Table 3. Some hypothesis tests results summarized from the 3-fold experiments. Abbreviations used: CC for “VoxelMorph with Cycle-Consistent training”, VM for “VoxelMorph without Cycle-Consistent training” and PVM for the “Prob-VoxelMorph”.

For better visualization, we also put one slice of the Jacobian determinant map and the projected warped grid on the same slice in Fig. 7. The transformation for visualization used in the figure is predicted on the pair formed by subject OASIS-TRT-3 (source) and subject OASIS-TRT-8 (target).

Fig. 7.
figure 7

Determinant of Jacobian map and the warped grid projected on the same slice. From left to right: the basline VoxelMorph prediction, the Probabilistic VoxelMorph and baseline with cycle consistent design. Locations where determinants are negative are shown in red. (Color figure online)

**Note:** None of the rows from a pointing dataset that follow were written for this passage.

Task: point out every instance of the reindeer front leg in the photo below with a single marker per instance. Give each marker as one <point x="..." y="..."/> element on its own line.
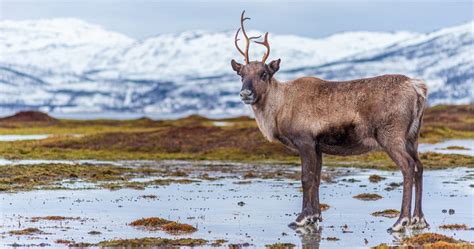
<point x="311" y="161"/>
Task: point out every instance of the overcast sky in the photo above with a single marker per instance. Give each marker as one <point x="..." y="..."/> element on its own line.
<point x="140" y="19"/>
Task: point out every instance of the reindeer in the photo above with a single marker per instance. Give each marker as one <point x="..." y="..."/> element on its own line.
<point x="314" y="116"/>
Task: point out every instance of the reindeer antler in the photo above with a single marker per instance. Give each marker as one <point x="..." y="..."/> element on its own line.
<point x="267" y="45"/>
<point x="247" y="39"/>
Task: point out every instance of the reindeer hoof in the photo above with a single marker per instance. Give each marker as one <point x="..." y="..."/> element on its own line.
<point x="419" y="223"/>
<point x="400" y="225"/>
<point x="305" y="220"/>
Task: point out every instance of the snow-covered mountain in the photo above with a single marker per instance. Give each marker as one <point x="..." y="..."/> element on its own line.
<point x="67" y="65"/>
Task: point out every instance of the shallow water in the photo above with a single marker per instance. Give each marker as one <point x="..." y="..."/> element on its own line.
<point x="441" y="147"/>
<point x="10" y="138"/>
<point x="212" y="206"/>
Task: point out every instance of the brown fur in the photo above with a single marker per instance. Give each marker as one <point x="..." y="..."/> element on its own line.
<point x="315" y="116"/>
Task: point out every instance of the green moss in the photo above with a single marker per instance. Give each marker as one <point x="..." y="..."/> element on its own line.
<point x="280" y="246"/>
<point x="48" y="176"/>
<point x="456" y="148"/>
<point x="197" y="138"/>
<point x="368" y="197"/>
<point x="153" y="242"/>
<point x="388" y="213"/>
<point x="26" y="231"/>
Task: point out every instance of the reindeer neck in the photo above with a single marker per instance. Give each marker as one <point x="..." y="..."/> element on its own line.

Figure 7 shows an example of locations with negative Jacobian determinants. This help give an intuitive view of what happened behind the curtain. From the warped grid columns, one can clearly see networks with cycle consistent design did not change much in locations where the baseline prediction are already smooth but put attentions on foldings and “unfold” them to produce a smoother transformation. Note that the grid shown in the upper right corner of cycle consistent result is smoother compared to the grid shown in the middle of Fig. 2 where the regularization strength is doubled (i.e. \(\lambda = 2 \)). The color map of Prob-VoxelMorph looks pale because there exists at least one location with a large Jacobian determinant value in this random example. In this case, most locations with Jacobian determinants relatively smaller will be renormalized close to zero during the normalization step when creating the color map.

5 Conclusion

We contribute the idea of cycle-consistent training for reducing locations of negative Jacobian determinants occurred in deformations when a deep neural network is used for unsupervised registration tasks. Unlike most other approaches that address the problem directly by creating new losses or developing new architectures for regularization, this paper focuses on another direction that could bring improvements implicitly by adopting different training mechanisms. The idea does not require changing anything from the backbone network and hence can be used upon arbitrary registration networks. Heuristically, the additional cycle-consistent task during training forces the network to learn recovery transformations at the same time, hence help narrow down the solution domain during optimization. While the theoretical support for this idea still needs to be investigated as part of future research, experiments have shown that this indirect approach is capable of obtaining comparable results with state-of-the-art methods in terms of reducing negative Jacobian determinants while maintaining registration accuracy.